When George Lemon came home, talk between the two men was upon another level of living.
“London last night was the strangest experience, George. I suppose it’s never happened like that before in all our history. The news of Waterloo, even. Everybody appeared to be in the West End, and the strangest thing was the feeling of friendly unity in the crowds. I should not have believed such a thing possible, if I hadn’t experienced it myself. You know Kipling’s ‘East is East and West is West, and never the twain shall meet’, well, they dam’ well did, as far as London is concerned. I’m no radical, the idea of men being equal is nonsense—one day at sea in a ship proves that, if proof were required—but I must say it did my eyes good, George, to feel the spirit of unity in the crowds, after seeing so many dagos in the East.”

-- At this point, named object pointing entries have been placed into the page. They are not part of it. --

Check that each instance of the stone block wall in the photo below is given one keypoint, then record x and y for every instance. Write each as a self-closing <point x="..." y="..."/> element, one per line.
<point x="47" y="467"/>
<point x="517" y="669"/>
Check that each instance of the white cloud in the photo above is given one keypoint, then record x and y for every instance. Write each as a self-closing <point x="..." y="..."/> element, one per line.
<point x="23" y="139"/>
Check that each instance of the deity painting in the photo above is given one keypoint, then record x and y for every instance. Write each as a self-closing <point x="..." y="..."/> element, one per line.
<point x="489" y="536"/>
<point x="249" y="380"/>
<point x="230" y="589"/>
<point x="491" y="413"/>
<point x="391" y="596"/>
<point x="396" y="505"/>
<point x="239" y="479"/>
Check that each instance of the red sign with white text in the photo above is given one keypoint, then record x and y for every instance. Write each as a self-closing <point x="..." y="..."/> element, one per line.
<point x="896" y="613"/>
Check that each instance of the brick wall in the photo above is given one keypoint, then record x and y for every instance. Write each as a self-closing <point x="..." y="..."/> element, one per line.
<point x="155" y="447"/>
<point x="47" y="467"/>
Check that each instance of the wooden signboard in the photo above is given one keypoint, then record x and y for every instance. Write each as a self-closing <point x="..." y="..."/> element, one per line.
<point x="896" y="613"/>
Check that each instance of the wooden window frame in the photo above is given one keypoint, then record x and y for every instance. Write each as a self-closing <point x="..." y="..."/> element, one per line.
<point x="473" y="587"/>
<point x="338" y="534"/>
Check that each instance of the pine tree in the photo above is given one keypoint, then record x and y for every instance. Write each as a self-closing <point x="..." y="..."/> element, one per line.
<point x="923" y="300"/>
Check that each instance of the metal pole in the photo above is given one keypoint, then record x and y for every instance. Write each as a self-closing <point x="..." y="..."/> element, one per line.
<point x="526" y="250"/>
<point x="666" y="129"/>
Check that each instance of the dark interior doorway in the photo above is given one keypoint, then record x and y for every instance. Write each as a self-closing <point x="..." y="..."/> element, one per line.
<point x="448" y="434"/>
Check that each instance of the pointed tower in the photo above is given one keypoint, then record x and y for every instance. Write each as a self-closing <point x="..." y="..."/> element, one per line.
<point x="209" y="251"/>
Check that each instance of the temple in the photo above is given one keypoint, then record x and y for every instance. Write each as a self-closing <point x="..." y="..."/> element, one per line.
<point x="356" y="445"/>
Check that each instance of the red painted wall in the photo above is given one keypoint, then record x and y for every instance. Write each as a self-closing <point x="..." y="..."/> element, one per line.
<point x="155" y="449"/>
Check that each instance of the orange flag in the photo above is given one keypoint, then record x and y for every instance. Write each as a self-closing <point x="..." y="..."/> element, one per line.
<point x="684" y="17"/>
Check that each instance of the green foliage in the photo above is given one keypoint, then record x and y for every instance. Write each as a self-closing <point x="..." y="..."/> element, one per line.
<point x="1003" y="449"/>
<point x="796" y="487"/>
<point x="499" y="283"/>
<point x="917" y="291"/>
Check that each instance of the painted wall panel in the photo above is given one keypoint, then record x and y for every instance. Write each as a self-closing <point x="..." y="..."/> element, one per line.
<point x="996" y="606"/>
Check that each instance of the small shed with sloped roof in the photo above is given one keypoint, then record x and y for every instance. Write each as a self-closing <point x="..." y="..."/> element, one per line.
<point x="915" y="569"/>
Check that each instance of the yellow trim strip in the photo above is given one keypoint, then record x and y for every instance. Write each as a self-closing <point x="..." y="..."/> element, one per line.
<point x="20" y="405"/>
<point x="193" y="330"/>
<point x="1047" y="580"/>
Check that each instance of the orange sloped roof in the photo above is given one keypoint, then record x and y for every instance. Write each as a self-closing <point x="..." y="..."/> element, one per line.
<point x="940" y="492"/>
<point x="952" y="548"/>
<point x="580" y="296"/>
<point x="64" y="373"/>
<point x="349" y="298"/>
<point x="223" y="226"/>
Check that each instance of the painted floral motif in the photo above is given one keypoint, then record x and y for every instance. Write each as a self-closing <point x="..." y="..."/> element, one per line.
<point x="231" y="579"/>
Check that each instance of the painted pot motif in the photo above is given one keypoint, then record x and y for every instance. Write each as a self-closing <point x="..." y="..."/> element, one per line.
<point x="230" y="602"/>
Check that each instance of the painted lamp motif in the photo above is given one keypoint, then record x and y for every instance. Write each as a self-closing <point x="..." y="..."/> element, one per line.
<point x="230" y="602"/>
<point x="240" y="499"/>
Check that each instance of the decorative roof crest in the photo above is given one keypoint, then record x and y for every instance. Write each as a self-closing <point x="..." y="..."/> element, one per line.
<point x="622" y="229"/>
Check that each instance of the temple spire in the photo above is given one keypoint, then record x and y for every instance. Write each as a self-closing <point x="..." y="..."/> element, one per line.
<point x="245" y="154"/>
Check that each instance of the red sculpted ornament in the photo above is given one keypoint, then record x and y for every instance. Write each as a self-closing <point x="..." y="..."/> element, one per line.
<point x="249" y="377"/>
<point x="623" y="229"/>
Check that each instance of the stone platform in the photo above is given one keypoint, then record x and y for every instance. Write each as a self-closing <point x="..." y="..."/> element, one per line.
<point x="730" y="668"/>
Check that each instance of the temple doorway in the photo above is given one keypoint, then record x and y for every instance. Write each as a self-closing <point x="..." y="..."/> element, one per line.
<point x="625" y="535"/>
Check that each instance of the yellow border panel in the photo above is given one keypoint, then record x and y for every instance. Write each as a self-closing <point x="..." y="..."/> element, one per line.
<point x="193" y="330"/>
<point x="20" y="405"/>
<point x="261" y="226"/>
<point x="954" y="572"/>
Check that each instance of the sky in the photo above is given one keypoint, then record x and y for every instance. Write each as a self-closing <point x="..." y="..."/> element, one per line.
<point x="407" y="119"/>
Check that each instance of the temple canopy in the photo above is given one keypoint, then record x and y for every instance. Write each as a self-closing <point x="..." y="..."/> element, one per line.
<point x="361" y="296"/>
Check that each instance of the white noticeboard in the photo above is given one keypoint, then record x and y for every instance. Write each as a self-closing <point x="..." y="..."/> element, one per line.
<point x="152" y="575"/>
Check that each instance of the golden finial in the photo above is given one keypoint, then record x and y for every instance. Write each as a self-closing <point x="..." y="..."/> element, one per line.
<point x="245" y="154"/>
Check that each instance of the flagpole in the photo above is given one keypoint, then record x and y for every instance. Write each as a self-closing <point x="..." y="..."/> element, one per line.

“We’ve got our little Englanders all the same, Hilary. You’ve been away, and haven’t experienced it. That little Welshman in the House of Commons, whom Lord Lonsdale calls Mr. George, has been standing up for the Boers. The fellow ought to be shot, lettin’ the prestige of the country down, giving more powder and shot for the Germans—not your own respected cousins, and their sort, of course, but the commercial gentry around the Kaiser, who have probably fooled and egged on the All Highest to send that dam’ sabre-rattlin’ telegram to ‘Oom Paul’. God, have you seen a photograph of the old blackguard? He’s a fool?”
“Kruger? He’s something straight out of the Old Testament, by way of an undertaker’s shop. The brains behind him are after the goldfields. Barnato, Oppenheim, Wernher, Joel—they are the boys who will eventually matter.”
“Of course the Jews are behind everything, but we couldn’t do without them. They provide the money for nearly everything, you know.”
“Well, now Bobs has gone out with Kitchener—one of our ships had the job of transporting them, by the way—we shall soon settle the Boers’ hash. What a word,
Boers.
Rightly named,
if you ask my opinion. I must tell you, George. I saw a curious sight in Trafalgar Square, of all places. There were a couple of tommies rogering two tarts up against the wall below the National Gallery. As bold as brass, and not giving a damn who saw them. Would you believe it? And in Pall Mall, as I went down to my club, I saw two fellows turn up a girl, quite young she was, and smack her bottom in full view, drawers and all, as though it was part of the festivities.”
“What happened?”
“I didn’t wait to see. Besides, there was such a press of people, all yelling their blasted heads off, squirting water in people’s faces, and waggling ticklers, I was pretty glad to get out of the scrum and into the comparative quiet of the Voyagers.”
Hilary paused—they were sitting in the rose arbour—while he checked a thought. George had a sharp brain, and would recognise his train of thought if he didn’t go ’possum with another idea first. Hilary wanted to ask about George’s younger sister, Beatrice, the meltingly beautiful, honey-blonde, blue-eyed Bee, recently widowed.
“I hear that Dickie’s two children are here, George. His wife’s got scarlet fever, Viccy tells me. D’you know, I never knew Dickie was married until I opened my post bag in Sydney and heard from John details of my father’s death, let me see, it must be a little more than five years ago. And the next time we called at Sydney, there was another letter from John, telling me of his wife Jenny’s death in childbirth. I must try and see both John and Dick this leave.”
“Richard’s a shy bird,” said George.
“He always was. Hullo, here’s Belle with his offspring.”
Isabelle had appeared round the gravelled path, pushing the mail cart. Seeing the two men, Phillip hid behind her voluminous skirts, which stirred some of the yellow pebbles as she advanced sedately upon her buttoned glacé kid boots.